De même que les cellules ganglionnaires, les neurones P et M possèdent des
propriétés différentes. La principale propriété différentielle est celle de la sensibilité différente
au contraste de couleur. Les neurones P du CGLd répondent de manière opposée à la
stimulation des cônes par une lumière bleue ou par une lumière jaune ou bien par un couple
de lumière rouge ou verte. Ils sont donc sensibles aux changements de couleurs (rouge/vert et
bleu/jaune) et peu aux changements de luminance des couleurs. En revanche, les neurones M
répondent faiblement aux changements de couleur, mais sont très sensibles aux contrastes de
luminance entre la partie sombre et la partie brillante du stimulus. Dès l’étage du CGLd se
dessine une propriété fondamentale des neurones visuels : la vision du contour est suffisante à
la vision de l’objet.
Cortex visuel primaire
Le cortex visuel primaire est la zone corticale qui reçoit des afférences directes du CGLd. Il
s’agit chez l’humain de l’aire V1 ou aire 17 de Brodmann. Elle est située dans la partie
postérieure du cerveau (cortex occipital). Chez le chat en revanche, à la fois les aires 17 et 18
sont primaires car recevant des afférences directes du CGLd. L’aire V1 de chaque hémisphère
reçoit des informations du champ visuel controlatéral. Il existe cependant une double
projection de la zone du méridien vertical central. La rétinotopie est conservée avec une
amplification maculaire considérable, puisque la moitié de la surface de V1 correspond aux
projections en provenance de la fovéa. Le cortex primaire est épais de 2 mm chez l’humain.

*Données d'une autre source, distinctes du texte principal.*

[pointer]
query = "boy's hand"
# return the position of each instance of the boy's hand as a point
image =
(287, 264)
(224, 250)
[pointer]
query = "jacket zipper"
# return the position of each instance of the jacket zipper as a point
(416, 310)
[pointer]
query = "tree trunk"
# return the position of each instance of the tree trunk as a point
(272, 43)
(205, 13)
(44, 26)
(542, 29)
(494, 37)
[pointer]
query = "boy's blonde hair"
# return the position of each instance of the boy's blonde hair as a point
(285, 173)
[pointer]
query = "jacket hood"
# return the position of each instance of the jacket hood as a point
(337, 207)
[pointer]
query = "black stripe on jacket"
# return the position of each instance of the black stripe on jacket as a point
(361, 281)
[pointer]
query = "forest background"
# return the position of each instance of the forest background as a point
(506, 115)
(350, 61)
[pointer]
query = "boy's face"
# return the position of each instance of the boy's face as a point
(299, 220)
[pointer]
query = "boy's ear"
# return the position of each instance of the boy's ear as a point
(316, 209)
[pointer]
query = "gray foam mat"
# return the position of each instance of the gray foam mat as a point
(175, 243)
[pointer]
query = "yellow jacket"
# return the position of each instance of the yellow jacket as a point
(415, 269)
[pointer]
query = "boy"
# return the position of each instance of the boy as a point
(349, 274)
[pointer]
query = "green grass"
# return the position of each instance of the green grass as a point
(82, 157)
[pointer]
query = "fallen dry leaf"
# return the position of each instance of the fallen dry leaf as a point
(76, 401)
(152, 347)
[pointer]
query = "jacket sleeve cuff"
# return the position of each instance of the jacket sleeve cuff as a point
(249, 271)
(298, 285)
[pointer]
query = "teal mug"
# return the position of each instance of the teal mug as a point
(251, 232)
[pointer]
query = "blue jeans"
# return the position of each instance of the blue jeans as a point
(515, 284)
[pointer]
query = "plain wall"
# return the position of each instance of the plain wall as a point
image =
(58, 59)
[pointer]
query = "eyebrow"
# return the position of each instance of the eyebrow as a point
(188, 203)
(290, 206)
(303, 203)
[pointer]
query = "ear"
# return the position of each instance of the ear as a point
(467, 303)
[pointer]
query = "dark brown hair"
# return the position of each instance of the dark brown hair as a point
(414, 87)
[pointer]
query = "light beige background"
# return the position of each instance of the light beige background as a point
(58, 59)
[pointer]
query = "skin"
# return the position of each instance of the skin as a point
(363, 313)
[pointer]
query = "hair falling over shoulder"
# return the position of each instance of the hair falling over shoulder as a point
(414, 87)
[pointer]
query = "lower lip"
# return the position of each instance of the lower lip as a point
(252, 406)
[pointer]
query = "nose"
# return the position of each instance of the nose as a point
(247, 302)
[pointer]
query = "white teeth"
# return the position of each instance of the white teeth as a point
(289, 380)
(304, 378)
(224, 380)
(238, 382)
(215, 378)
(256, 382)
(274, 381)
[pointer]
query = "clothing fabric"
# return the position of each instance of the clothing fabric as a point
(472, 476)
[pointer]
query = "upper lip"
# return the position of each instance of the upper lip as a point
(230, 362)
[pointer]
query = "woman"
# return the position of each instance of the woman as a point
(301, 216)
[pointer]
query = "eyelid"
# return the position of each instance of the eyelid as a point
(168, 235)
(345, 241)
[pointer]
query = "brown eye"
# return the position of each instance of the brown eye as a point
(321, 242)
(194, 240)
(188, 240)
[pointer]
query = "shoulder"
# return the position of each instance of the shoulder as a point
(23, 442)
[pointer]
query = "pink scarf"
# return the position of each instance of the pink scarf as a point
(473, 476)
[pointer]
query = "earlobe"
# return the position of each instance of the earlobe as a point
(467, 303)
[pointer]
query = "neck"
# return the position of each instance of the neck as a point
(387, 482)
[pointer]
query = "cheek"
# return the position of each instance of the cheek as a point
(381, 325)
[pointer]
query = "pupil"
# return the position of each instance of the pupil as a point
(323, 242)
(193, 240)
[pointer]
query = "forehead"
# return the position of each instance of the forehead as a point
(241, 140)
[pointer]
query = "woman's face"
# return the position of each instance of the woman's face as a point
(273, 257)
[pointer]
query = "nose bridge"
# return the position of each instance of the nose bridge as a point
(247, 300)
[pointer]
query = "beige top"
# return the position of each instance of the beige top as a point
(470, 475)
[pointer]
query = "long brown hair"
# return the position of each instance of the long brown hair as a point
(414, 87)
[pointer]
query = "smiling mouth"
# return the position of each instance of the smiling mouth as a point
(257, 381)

Les colorations histologiques (Nissl ou cytochrome oxydase) permettent de distinguer six
couches de neurones (substance grise) entre la surface et la substance blanche sous jacente
(composée des axones myélinisés). Les afférence du CGLd se projettent principalement dans
la couche IV qui se sous divise en 4 sous couches : IVA, IVB, IVCα sur laquelle se projette
les cellules M du CGLd et IVCβ sur laquelle se projette les cellules P du CGLd. Il existe des
connexions intracorticales multiples, horizontales et verticales et, de même qu’il reçoit des
afférences, le cortex strié émet de nombreuses efférences, vers les cortex secondaires,vers
l’autre hémisphère via le corps calleux, mais aussi vers le CGLd.